[x265] [PATCH v2 0/7] AArch64: Add Neon impl of transform functions

Wed Dec 4 15:37:27 UTC 2024

Hi Chen,

Thank you for your comments. Please see the replies below.

>May we merge these memory load with pair or 4-element load instruction?
>Storage instruction is same

The compiler should reliably generate LDP/STP instructions for the existing intrinsics code.
Using the 4-register load instructions (vld1_s16_x4 etc) has a couple of additional disadvantages 
compared to the existing code:

1) Older compilers (especially GCC) emit a lot of unnecessary MOV instructions around the 
multi-register load/store instructions.

2) Using plain load/stores allows the compiler to more easily elide the stores and loads to the 
temporary buffer between calls to e.g. fastForwardDst4_neon, whereas with the 4-register load 
instructions the stores and loads to the temporary buffer remain in the generated code.

>In optimize version, we need not this wrapper functions, especially memcpy, it made slower performance

For the forward transforms, the memcpy part is effectively removed by the compiler, so removing 
memcpy in the intrinsics code generates the same assembly code as the current one.
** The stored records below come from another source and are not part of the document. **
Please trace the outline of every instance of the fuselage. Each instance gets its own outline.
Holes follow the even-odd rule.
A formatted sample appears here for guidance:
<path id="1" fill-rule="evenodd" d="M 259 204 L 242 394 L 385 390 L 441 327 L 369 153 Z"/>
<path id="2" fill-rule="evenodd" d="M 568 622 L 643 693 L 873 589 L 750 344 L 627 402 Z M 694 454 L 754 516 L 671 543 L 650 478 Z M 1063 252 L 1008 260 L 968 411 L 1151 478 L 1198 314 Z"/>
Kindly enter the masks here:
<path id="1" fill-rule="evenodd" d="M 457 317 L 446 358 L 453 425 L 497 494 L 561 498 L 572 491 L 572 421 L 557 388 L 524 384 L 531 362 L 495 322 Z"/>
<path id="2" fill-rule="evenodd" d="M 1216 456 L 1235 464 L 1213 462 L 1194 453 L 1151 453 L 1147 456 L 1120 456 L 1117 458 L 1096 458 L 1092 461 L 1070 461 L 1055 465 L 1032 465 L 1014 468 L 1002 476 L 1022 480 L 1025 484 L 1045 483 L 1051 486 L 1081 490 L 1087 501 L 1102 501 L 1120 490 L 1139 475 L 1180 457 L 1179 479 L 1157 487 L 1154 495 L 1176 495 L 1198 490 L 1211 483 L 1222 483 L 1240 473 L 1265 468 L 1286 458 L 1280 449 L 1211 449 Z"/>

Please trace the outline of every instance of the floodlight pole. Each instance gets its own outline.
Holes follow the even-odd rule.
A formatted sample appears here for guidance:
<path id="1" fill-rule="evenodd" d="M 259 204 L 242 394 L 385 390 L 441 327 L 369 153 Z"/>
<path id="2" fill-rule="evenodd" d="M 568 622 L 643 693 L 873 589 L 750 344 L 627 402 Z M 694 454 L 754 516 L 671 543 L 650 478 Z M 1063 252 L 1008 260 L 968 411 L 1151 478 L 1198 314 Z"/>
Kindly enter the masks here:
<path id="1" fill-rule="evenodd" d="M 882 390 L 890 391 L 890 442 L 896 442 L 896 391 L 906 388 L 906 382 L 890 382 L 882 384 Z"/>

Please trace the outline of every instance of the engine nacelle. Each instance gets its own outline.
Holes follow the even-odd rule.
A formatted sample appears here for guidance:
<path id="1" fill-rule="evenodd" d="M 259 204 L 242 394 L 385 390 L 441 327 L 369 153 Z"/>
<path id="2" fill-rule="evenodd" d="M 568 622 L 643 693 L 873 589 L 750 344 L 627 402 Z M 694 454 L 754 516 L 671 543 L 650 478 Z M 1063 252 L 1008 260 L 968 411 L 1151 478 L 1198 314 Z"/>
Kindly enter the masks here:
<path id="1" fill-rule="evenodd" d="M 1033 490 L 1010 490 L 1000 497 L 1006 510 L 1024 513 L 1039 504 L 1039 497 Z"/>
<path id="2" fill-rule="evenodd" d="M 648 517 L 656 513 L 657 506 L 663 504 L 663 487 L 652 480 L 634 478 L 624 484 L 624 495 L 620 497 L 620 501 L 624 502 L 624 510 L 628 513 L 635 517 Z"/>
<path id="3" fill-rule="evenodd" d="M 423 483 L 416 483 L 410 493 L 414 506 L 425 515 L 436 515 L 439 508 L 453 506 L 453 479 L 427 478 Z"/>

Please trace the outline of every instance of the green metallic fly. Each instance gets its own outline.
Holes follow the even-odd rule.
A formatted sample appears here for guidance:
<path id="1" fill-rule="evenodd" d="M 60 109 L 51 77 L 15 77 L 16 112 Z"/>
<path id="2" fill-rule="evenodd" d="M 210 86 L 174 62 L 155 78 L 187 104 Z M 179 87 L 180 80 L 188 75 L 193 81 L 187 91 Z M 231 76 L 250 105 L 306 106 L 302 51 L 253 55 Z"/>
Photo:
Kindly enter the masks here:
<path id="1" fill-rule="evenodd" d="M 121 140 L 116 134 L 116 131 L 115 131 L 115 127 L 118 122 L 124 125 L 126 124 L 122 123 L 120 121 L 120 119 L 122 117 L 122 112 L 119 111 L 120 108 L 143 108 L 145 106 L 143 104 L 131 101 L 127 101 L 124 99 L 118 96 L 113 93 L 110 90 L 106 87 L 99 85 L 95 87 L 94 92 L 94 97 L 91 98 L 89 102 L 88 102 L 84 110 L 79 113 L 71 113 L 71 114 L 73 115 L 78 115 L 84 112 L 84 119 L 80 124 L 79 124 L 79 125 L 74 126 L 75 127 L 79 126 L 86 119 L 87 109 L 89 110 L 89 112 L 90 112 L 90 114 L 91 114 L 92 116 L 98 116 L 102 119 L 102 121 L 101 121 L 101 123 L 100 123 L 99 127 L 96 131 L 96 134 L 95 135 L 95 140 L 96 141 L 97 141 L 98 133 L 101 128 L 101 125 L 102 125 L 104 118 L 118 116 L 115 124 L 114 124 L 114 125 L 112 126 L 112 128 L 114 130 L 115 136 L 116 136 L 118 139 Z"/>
However, for the inverse transforms, there seems to be some benefit in removing the memcpy part, 
so I removed them only for the inverse transforms in this v2 patch set.

Many thanks,
Micro

Micro Daryl Robles (7):
  AArch64: Add Neon implementation of 4x4 DST
  AArch64: Add Neon implementation of 4x4 IDST
  AArch64: Add Neon implementation of 4x4 DCT
  AArch64: Add Neon implementation of 4x4 IDCT
  AArch64: Add Neon implementation of 8x8 IDCT
  AArch64: Improve the Neon implementation of 16x16 IDCT
  AArch64: Improve the Neon implementation of 32x32 IDCT

 source/common/aarch64/dct-prim.cpp | 1442 +++++++++++++++++++++-------
 1 file changed, 1104 insertions(+), 338 deletions(-)

-- 
2.34.1